C’est contre ce constat que se dresse, avec toute la pertinence et le recul de l’historien, Christophe Dickès, dans un essai dense et percutant. La situation lui semble d’autant plus alarmante que “les autorités ecclésiastiques elles-mêmes ont souhaité remettre en cause ce passé par une culture de la repentance, entretenue par une mauvaise conscience allant jusqu’à reprendre des poncifs anticléricaux.” C’est donc à l’historien de parler.
Christophe Dickès, au fil des pages, rapporte ce qui devrait être des évidences, et qui ne le sont plus pour bon nombre de nos contemporains. Ne serait-ce que la structuration du temps, des jours, des heures par l’Eglise. En vérité, l’auteur remet en cause la lecture progressiste de l’histoire de notre civilisation , laquelle serait née quelque part entre les Lumières, 1789 et la IIIè République. Une telle vision relève de la négation pure et simple de l’histoire. Jugeons-en.
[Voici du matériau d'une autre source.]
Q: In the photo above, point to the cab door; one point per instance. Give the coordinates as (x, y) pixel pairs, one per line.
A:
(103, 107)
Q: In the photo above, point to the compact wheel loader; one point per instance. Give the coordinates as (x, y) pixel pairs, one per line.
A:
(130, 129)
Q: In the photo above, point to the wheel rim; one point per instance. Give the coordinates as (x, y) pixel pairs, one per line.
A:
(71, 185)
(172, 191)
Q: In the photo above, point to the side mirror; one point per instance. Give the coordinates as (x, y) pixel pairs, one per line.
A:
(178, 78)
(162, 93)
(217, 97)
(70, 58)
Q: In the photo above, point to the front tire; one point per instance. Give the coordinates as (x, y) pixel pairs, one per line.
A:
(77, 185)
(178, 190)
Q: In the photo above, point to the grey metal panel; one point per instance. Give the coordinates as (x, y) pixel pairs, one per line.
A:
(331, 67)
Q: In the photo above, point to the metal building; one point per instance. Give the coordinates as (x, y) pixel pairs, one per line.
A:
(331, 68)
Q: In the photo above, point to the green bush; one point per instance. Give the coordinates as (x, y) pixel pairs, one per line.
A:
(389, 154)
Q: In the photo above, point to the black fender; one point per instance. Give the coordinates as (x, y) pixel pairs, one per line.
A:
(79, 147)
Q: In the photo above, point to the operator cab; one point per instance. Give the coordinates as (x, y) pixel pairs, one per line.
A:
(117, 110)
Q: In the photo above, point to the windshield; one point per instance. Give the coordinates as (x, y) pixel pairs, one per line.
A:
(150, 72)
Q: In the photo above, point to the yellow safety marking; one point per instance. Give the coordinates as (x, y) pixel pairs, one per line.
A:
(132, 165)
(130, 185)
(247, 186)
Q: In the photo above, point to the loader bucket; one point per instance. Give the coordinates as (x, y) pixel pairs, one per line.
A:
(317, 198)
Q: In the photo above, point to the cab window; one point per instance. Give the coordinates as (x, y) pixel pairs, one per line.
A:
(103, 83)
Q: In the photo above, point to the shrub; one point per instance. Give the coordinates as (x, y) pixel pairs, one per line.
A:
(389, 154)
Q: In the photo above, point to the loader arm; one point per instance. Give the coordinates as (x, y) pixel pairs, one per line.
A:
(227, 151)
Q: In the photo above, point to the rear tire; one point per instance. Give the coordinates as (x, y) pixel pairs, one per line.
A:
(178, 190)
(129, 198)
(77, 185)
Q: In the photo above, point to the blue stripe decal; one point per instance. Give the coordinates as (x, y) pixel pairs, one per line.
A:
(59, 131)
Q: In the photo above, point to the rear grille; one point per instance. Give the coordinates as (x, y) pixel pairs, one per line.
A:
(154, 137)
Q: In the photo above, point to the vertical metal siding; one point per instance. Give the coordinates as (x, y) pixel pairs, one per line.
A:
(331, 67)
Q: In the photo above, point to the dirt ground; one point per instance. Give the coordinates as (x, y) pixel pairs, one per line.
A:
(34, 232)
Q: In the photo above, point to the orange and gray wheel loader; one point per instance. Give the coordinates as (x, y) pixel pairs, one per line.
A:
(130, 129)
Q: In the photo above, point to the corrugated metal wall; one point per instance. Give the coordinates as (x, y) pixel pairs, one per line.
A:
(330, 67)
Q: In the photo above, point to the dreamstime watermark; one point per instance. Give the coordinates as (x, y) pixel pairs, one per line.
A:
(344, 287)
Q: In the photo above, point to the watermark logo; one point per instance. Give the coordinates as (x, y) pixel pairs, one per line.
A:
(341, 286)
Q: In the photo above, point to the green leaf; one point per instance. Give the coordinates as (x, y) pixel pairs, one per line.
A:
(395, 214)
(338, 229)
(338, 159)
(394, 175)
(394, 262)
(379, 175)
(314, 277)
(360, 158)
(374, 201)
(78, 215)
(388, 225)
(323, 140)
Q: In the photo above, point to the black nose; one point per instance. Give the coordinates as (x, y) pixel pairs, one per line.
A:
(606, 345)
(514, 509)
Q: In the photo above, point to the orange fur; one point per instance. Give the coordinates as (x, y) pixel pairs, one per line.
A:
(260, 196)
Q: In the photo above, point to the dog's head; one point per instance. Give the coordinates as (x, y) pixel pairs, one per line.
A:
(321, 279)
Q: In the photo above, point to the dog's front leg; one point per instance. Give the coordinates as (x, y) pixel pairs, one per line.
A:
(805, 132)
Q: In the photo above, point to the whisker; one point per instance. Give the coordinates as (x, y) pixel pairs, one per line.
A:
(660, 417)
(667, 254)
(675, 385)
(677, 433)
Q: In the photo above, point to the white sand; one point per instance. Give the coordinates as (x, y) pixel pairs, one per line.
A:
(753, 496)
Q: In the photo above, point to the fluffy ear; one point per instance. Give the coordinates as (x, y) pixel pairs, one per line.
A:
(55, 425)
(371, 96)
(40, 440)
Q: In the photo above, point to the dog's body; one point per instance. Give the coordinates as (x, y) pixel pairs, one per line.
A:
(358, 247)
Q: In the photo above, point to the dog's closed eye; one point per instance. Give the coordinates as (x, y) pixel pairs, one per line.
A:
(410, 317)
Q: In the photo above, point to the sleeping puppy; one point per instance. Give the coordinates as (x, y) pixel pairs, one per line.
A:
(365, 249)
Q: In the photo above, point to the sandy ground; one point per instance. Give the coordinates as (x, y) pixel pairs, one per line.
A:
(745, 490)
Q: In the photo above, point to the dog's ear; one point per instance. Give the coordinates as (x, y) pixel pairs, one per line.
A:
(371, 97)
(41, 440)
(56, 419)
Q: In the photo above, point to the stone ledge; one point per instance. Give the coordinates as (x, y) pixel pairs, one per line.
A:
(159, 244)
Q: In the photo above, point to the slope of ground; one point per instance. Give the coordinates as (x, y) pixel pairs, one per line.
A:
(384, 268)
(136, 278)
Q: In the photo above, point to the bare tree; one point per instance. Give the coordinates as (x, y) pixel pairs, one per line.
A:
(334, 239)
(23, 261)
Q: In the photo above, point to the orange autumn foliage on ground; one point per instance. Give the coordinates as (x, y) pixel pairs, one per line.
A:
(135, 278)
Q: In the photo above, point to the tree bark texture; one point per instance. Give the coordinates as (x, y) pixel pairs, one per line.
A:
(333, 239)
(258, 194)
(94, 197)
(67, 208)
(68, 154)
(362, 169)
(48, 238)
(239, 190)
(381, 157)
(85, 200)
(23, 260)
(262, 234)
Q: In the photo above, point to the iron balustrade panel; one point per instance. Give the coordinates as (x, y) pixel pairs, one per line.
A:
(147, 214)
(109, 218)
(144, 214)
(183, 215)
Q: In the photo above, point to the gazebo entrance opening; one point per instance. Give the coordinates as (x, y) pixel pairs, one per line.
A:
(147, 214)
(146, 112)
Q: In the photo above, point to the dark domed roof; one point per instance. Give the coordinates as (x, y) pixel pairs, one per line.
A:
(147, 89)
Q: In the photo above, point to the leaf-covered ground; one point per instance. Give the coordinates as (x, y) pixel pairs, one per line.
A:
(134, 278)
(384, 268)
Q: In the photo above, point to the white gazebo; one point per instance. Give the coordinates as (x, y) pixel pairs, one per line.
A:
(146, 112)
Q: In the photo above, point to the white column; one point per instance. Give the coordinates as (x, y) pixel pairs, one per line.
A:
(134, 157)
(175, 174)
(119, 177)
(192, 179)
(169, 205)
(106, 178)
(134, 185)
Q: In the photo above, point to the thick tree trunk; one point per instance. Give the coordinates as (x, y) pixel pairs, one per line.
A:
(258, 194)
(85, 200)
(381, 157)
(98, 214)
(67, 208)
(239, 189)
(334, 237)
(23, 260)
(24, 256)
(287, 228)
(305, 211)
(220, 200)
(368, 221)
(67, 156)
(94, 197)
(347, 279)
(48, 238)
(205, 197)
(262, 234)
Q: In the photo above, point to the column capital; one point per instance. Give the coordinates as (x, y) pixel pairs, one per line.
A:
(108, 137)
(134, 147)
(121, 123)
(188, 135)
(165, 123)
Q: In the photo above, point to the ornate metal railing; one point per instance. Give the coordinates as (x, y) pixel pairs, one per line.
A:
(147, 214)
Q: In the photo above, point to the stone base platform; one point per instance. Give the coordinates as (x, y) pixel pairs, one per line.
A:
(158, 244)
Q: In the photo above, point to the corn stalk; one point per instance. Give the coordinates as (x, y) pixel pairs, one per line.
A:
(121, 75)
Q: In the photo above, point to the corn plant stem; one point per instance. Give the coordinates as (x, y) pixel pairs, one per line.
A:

Le système scolaire européen est ainsi enfant de l’Eglise, laquelle créa dès le Moyen Age les écoles monastiques, presbytérales, épiscopales ainsi que les universités. De même, écrit l’auteur, “l’Eglise fut une institution qui porta la science, c’est-à-dire qui la finança et sut l’encourager à partir de l’époque médiévale.” Ainsi, de nombreux clercs participèrent aux découvertes scientifiques, et dans des domaines dans lesquels on ne s’attend pas à les trouver : astronomie, mathématiques, météorologie, médecine, etc. Et ce, pour la simple et bonne raison que l’étude de la création permettait de mieux connaître le Créateur. Contrairement à l’Empire ottoman, la papauté ne condamna pas l’imprimerie, dont on trouvait un exemplaire à Rome même, et elle créa la première des académies, l’accademia dei Lincei.
Et que dire de son œuvre sociale, du soin apporté aux malades et aux affligés, dans une démarche de gratuité du geste envers le prochain et d’égale dignité des individus, concepts inconnus des Romains. Et Christophe Dickès de dérouler la litanie des réalités politiques issues de l’héritage catholique : la laïcité, la notion d’Europe, le concept de guerre juste, l’unité du genre humain, et des nations. La démocratie, rappelle-t-il, est dès l’origine présente au sein de l’Eglise avec l’élection des papes, des abbés et même des évêques.
De très belles pages — et fort utiles — sur la place de la femme, seulement exclue des charges du clergé séculier. Elles accompagnèrent le Christ jusqu’au tombeau, participèrent à l’évangélisation, atteignirent la sainteté, et furent préservées de la répudiation et de la polygamie par le mariage chrétien.
On le voit, bien des poncifs et des contre-vérités héritées très souvent des Lumières sont à combattre. C’est ce que fait ce beau et utile livre.
frederic le moal
Christophe Dickès, Pour l’Eglise. Ce que le monde lui doit, Perrin, octobre 2024, 272 p. — 16,00 €.